The Orion test launch on December 5, 2014. Called EFT-1 (for Exploration Test Flight 1). This image is used by permission of Tim Dodd of http://www.timdoddphotography.com/ and shows the launch framed through the remains of the Apollo mission test site.

The Orion test launch on December 5, 2014. Called EFT-1 (for Exploration Test Flight 1). This image is used by permission of Tim Dodd of http://www.timdoddphotography.com/ and shows the launch framed through the remains of the Apollo mission test site. (Click to enlarge.)

I don’t know about all of you, but watching the Orion test flight last week was (for me) like a blast to the past, even as it blasted NASA and its contractors into the future. I remembered watching similar kinds of launches for the Apollo missions. After years of watching shuttles go ripping off the launch pad, seeing the Orion boosters gracefully lumber off the pad was somewhat disconcerting. I forgot that launches could be that slow!

There’s a lot of commentary on the Web, in Facebook groups and discussion forums about the utility of this mission, and indeed of this design. As we’re still at the testing stages, it’s entirely possible that some things will change before this hardware is in frequent use for missions beyond Earth. One thing that media commentary didn’t get very accurate (and this carried out into the buzzy discussions I saw) was the idea that what we saw lift off the pad is NASA’s ultimate Mars mission.

It’s not.

Something like this will ultimately get humans going to Mars, but there’s much more work to be done on mission hardware for such a long-term trip. Also, I often wonder when we will take the obvious intermediate step and use this (or something like it) to get to the Moon more frequently. As it says on NASA’s Orion page: “Orion spacecraft is built to take humans farther than they’ve ever gone before. Orion will serve as the exploration vehicle that will carry the crew to space, provide emergency abort capability, sustain the crew during the space travel, and provide safe re-entry from deep space return velocities.”

Nowhere in there does it mention missions to Mars. It talks about taking us farther than we have gone before.

Now, of course, as a Mars mission fan, I hope this WILL get used to take humans to Mars, to asteroids, to wherever we need to go. This is a big first step to other places beyond Earth. First step. Not the ONLY step.

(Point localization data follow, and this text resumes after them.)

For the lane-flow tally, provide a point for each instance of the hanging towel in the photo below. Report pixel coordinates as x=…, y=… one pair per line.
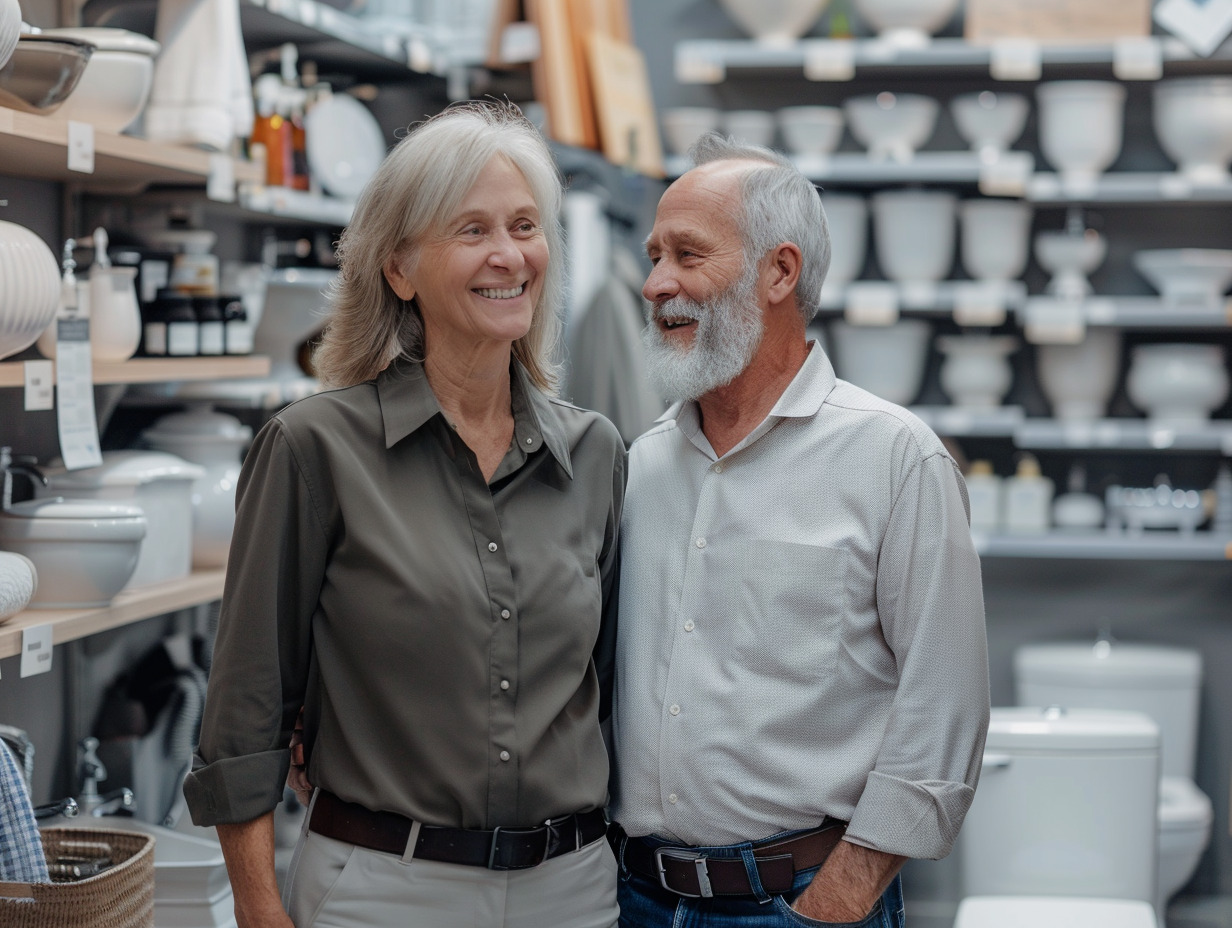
x=21, y=850
x=202, y=94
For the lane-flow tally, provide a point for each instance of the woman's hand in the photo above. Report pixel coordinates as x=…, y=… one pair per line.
x=297, y=777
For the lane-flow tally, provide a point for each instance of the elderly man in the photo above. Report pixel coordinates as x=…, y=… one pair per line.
x=802, y=680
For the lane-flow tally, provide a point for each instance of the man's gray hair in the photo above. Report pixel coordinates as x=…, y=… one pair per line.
x=779, y=203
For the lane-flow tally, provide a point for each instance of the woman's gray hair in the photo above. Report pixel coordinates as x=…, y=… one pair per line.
x=418, y=187
x=779, y=203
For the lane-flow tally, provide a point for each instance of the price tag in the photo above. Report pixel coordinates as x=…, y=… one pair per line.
x=221, y=184
x=694, y=68
x=36, y=650
x=829, y=59
x=81, y=147
x=1137, y=58
x=1007, y=175
x=871, y=303
x=978, y=303
x=1051, y=322
x=1015, y=59
x=40, y=381
x=74, y=388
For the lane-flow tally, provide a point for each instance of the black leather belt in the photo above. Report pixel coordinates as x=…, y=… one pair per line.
x=686, y=871
x=497, y=849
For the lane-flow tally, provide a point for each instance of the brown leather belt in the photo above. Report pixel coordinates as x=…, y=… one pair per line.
x=497, y=849
x=689, y=873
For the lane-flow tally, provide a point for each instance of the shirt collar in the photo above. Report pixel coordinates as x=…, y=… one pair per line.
x=408, y=403
x=802, y=398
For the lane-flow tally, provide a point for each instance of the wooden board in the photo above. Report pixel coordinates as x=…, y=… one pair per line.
x=624, y=106
x=1057, y=21
x=559, y=75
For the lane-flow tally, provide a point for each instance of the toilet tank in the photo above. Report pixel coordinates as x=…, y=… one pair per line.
x=1066, y=806
x=1162, y=682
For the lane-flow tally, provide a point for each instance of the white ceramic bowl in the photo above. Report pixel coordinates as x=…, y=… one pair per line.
x=1193, y=121
x=996, y=238
x=30, y=287
x=847, y=215
x=10, y=28
x=117, y=80
x=1187, y=274
x=685, y=125
x=891, y=126
x=885, y=360
x=976, y=372
x=908, y=22
x=1078, y=380
x=1081, y=126
x=989, y=122
x=774, y=21
x=749, y=127
x=811, y=130
x=84, y=550
x=913, y=234
x=1178, y=385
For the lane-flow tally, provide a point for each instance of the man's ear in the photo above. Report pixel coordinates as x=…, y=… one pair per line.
x=398, y=281
x=782, y=271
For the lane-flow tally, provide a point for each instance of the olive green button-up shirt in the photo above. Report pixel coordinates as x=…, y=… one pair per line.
x=449, y=639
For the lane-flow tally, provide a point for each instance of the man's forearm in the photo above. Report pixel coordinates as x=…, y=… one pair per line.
x=849, y=884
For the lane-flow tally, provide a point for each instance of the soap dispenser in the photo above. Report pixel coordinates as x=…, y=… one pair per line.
x=1028, y=499
x=984, y=491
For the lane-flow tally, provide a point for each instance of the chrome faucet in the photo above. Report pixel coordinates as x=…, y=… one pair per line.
x=91, y=801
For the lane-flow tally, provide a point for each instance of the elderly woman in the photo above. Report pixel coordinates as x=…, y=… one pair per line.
x=424, y=560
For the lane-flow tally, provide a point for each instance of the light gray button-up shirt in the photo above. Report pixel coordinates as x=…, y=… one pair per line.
x=801, y=629
x=446, y=636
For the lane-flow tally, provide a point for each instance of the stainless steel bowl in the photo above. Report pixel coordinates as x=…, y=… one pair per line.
x=42, y=72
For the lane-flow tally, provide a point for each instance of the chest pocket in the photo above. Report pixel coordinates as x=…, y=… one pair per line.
x=782, y=604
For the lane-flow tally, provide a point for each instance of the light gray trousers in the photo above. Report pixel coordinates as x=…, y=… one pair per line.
x=336, y=885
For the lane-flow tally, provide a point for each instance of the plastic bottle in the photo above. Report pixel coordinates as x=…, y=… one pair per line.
x=986, y=491
x=1028, y=499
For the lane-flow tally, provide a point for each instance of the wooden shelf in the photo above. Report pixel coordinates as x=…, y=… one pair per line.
x=128, y=606
x=37, y=147
x=159, y=370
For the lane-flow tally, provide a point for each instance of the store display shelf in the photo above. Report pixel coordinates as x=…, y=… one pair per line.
x=1109, y=545
x=709, y=61
x=295, y=205
x=1129, y=189
x=158, y=370
x=127, y=608
x=1124, y=435
x=38, y=147
x=1005, y=176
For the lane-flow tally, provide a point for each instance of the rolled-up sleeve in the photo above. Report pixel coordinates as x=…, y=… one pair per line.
x=930, y=602
x=261, y=656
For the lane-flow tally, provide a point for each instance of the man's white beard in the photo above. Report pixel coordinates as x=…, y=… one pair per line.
x=727, y=335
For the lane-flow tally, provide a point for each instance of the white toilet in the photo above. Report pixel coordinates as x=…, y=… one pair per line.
x=1062, y=830
x=1162, y=682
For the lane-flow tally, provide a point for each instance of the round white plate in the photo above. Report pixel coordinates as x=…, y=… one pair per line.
x=345, y=144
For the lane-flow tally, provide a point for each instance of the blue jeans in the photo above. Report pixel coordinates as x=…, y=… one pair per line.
x=644, y=903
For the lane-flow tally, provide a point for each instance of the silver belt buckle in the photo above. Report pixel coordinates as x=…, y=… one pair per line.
x=684, y=854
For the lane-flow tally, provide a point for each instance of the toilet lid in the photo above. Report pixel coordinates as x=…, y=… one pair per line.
x=1053, y=912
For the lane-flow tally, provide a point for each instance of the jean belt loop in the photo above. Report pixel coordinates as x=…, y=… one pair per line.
x=750, y=866
x=412, y=842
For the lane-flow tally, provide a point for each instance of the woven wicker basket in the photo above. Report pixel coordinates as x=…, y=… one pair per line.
x=121, y=896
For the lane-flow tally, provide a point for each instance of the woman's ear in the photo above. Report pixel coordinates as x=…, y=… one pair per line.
x=398, y=281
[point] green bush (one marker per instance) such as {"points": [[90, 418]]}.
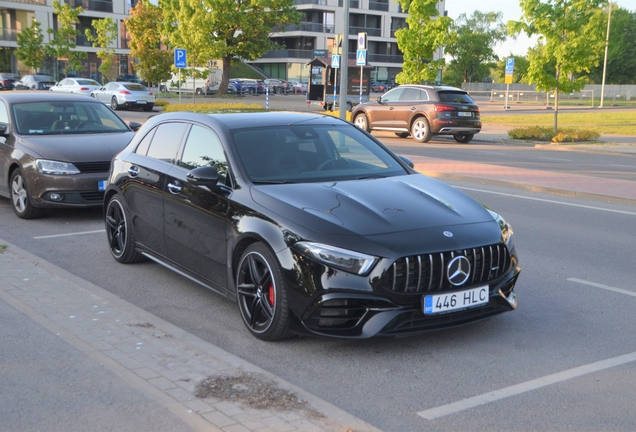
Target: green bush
{"points": [[546, 134]]}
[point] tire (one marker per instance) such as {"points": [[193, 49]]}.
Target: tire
{"points": [[463, 138], [121, 238], [262, 294], [420, 130], [362, 122], [20, 200]]}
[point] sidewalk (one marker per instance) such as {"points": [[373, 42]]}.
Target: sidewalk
{"points": [[75, 355]]}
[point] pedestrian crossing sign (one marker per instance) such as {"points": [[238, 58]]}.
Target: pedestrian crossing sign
{"points": [[361, 58]]}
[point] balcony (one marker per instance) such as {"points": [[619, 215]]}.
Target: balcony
{"points": [[306, 26], [370, 31], [92, 5], [9, 35], [299, 54], [353, 4]]}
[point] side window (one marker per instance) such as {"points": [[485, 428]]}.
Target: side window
{"points": [[393, 95], [144, 145], [4, 115], [166, 141], [203, 148]]}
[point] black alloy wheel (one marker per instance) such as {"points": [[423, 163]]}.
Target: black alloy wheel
{"points": [[121, 238], [463, 138], [261, 294], [20, 200]]}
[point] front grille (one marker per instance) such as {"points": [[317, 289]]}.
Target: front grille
{"points": [[427, 273], [92, 167]]}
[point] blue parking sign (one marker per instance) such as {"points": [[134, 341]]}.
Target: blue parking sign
{"points": [[179, 58]]}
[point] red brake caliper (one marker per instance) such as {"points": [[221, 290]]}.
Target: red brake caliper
{"points": [[271, 296]]}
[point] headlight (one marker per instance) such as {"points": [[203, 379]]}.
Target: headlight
{"points": [[58, 168], [343, 259], [506, 229]]}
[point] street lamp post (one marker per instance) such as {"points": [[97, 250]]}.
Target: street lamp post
{"points": [[609, 17]]}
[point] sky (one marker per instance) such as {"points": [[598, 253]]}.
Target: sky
{"points": [[511, 11]]}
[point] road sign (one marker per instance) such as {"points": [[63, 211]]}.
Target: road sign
{"points": [[335, 61], [361, 57], [362, 41], [180, 58]]}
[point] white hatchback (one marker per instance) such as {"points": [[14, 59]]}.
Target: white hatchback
{"points": [[83, 86]]}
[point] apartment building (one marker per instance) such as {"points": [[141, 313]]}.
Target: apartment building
{"points": [[315, 36], [18, 14]]}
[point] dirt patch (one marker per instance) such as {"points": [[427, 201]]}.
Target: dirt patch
{"points": [[254, 392]]}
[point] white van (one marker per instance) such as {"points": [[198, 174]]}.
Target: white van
{"points": [[200, 86]]}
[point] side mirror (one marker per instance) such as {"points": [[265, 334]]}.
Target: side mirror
{"points": [[407, 161], [134, 125], [204, 176]]}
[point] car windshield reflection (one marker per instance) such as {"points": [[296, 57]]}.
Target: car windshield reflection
{"points": [[55, 118], [302, 153]]}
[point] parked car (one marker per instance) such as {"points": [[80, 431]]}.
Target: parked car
{"points": [[379, 87], [83, 86], [7, 81], [34, 82], [421, 111], [56, 150], [299, 87], [125, 95], [268, 210], [276, 86]]}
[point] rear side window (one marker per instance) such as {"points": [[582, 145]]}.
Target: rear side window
{"points": [[454, 96]]}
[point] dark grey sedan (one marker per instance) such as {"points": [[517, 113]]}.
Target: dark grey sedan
{"points": [[56, 149]]}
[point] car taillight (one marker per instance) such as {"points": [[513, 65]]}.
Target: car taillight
{"points": [[440, 108]]}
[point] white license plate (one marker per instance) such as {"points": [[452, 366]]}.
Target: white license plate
{"points": [[457, 300]]}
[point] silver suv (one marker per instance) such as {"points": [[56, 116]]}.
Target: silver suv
{"points": [[422, 112]]}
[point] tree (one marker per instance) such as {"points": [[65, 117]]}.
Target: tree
{"points": [[63, 40], [145, 42], [621, 55], [104, 38], [427, 32], [472, 42], [30, 49], [229, 30], [570, 41]]}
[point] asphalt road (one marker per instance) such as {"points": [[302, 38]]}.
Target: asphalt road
{"points": [[556, 363]]}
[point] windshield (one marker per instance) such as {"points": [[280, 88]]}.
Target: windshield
{"points": [[55, 118], [306, 153]]}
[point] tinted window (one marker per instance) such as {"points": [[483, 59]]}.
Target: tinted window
{"points": [[393, 95], [454, 96], [166, 141], [204, 148]]}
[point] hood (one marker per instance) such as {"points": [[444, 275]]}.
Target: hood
{"points": [[372, 207], [77, 148]]}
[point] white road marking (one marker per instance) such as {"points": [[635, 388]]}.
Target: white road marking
{"points": [[69, 234], [486, 398], [609, 288], [549, 201]]}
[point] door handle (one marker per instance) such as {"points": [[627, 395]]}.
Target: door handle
{"points": [[175, 187]]}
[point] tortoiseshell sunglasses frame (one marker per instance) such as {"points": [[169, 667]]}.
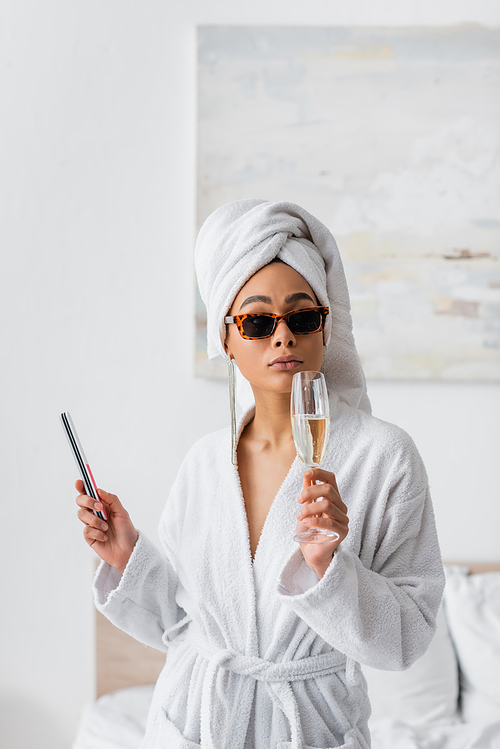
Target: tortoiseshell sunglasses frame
{"points": [[238, 319]]}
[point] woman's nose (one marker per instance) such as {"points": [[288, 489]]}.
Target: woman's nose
{"points": [[283, 336]]}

New Horizons Wakes Up, Calls Home

The New Horizons wakeup image. Courtesy New Horizons mission.

Speaking of other steps, I am pleased that New Horizons is fully functional and talking to her team back here on Earth.  After the successful wake-up call late Saturday, the spacecraft powered its systems and instruments back to full operational condition and is now talking regularly. Soon (very soon!) it will begin taking data on the inbound leg of its flyby of Pluto, only eight months from now!

As I write this, the spacecraft is just about 32 astronomical units from Earth, moving at a speed (with respect to the Sun) of 58,536 kilometers per hour (that’s 36,373 miles per hour). It is currently the fastest-moving spacecraft ever to leave Earth, thanks to a gravity assist it received from the planet Jupiter in 2007.

Things are going to get very exciting very fast with this mission, so keep an eye on the New Horizons web site for updates and images. I can’t wait to see what it finds at Pluto!